We are a military family, and so my husband is frequently gone for weeks or months at a time. We do our best to keep him as involved in the kids’ lives as possible, but the fact is, whenever he gets home from a deployment/training, things have changed. Anything from the kids’ favorite shows to how we (I) discipline is subject to change while he’s away. So when he comes home and does things how we were doing them when he left, I get frustrated because he’s “messing it up.” We’ve learned that we have to talk about evvvvvverything when he gets home, just so we can be on the same page with the kids.

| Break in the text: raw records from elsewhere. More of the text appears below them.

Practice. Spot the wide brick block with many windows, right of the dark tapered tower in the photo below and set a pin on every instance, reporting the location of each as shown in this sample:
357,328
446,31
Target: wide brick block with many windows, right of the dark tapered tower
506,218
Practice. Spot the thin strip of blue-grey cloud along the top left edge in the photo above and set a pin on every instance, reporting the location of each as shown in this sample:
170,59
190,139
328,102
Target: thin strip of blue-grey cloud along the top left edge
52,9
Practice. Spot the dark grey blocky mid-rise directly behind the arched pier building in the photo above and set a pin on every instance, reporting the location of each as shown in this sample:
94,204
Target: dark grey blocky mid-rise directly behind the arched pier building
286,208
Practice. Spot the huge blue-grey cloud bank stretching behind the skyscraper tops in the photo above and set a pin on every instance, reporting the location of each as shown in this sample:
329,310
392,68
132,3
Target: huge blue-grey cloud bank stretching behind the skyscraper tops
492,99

Honestly, we probably wouldn’t be having these conversations if he were home all the time. We would probably just be going around, getting frustrated with each other’s parenting approaches, but never really doing anything to address it. our particular situation has taught me a lot about how much i need to have his particular style of parenting to balance mine. I can see it in the kids when he’s gone; they need his approach too. Sometimes he is able to get through to a kid when i can’t. Sometimes he thinks of things that would never have crossed my mind, but that prove to be real game changers.

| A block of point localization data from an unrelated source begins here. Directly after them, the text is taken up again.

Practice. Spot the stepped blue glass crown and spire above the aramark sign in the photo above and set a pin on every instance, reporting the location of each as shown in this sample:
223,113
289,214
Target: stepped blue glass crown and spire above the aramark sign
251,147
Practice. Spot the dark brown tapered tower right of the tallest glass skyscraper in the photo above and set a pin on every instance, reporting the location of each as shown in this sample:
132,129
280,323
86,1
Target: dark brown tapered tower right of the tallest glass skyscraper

You are absolutely not alone in being frustrated with a spouse’s different parenting approaches. I don’t know any parent who doesn’t face this in some form or fashion. and it’s fine to disagree! I think it’s healthy to have things you disagree on; i can’t imagine always agreeing with someone on every last thing. The important thing is to talk about it. Identify what works or doesn’t work with each of your approaches, and find a way to mesh them together. But if you never talk about it, you’ll always be frustrated with each other.
- Know that there is no one best way to parent.
- Realize that different parenting styles can be a blessing to your kids!
- Work together for common goals and values
- Communicate lovingly about what is working and what is not.
Thanks panel for another awesome discussion!